UN SIMPLE DOCUMENT WORD

En novembre 2015, l’une de ces attaques a été particulièrement remarquée. Les employés de l’institution avaient alors été bombardés de 25 000 courriels semblables, rédigés en français et anglais, leur demandant de réviser un document Word ajouté en pièce-jointe. Ce fichier était porteur d’un code visant à installer un logiciel malveillant répondant au doux nom de… putinanalking.exe. Son objectif? Voler les identifiants de connexion.

Au moins 33 de ces courriels ont échappé au filtrage des systèmes de cybersécurité de la banque et ont été ouverts par des employés, mais un deuxième niveau de sécurité a empêché le logiciel de remplir sa mission. Fait à noter : cinq des employés ont ouvert le document après que la banque ait prévenu de ne pas le faire. Depuis 2012, la BdC a fait l’objet de 27 incidents assez sérieux pour faire l’objet d’une enquête. Dans 17 cas, un programme malveillant a été installé sur un ordinateur de la banque, mais sans qu’il ne puisse accéder à des données bancaires ou prendre le contrôle d’ordinateurs, selon la BdC.

Cette dernière est une cible de choix en raison des informations privilégiées qu’elle recèle, étant donné son rôle central dans l’établissement des taux d’intérêt et des politiques monétaires du pays. Quand on constate avec quelle avidité les investisseurs et analystes du monde entier attendent les décisions des banques centrales sur ces questions, on comprend la valeur que peuvent avoir des informations à leur sujet.

NI VU, NI CONNU

Les menaces contre les institutions financières visent soit à dérober de l’argent, soit à subtiliser des informations, selon Robert Masse, associé chez Deloitte et expert en cybersécurité. S’il est facile de constater rapidement un vol d’argent, il l’est beaucoup moins d’identifier le vol d’informations. « Si l’attaque se fait pour espionner, en général, vous ne vous en rendrez jamais compte », soutient-il.
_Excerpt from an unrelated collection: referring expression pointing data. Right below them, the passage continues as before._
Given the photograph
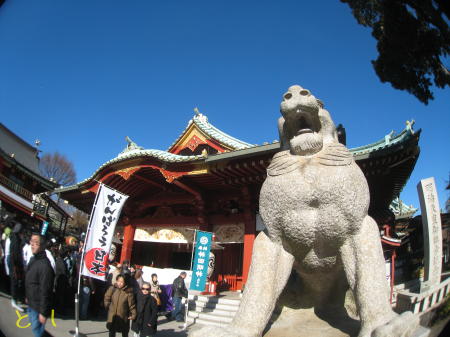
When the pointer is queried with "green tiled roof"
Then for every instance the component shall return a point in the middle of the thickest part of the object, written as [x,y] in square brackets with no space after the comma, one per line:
[137,153]
[388,141]
[203,124]
[401,210]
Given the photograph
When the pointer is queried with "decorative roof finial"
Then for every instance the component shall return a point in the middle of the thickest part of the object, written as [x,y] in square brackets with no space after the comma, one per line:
[409,125]
[131,145]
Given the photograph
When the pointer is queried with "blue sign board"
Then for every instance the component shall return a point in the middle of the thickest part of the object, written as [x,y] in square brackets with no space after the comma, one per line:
[44,228]
[201,258]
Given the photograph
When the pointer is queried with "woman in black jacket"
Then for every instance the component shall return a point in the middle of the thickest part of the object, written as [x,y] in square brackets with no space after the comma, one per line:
[146,322]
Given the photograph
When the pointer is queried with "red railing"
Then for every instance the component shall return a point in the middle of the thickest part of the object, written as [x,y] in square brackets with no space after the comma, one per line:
[229,282]
[15,187]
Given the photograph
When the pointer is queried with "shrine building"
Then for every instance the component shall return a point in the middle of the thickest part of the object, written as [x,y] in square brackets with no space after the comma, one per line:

Les employés sont une cible de choix des pirates et leurs mauvaises réactions ou leur inattention en font souvent le maillon faible du système de cybersécurité. Quand ils ne se font pas tromper par un faux courriel bien réussi, ils téléchargent des logiciels malveillants en surfant le web ou via des publicités envoyées par courriel.

Michael Calce, aka Mafiaboy, lui-même un ancien pirate reconverti en président de la compagnie de cybersécurité Optimal Secure, croit que ces employés devraient subir des conséquences s’ils ne s’améliorent pas après avoir été avertis et formés. « Ils ne placent pas seulement leur compagnie à risque, mais tous les clients de cette compagnie », dit-il.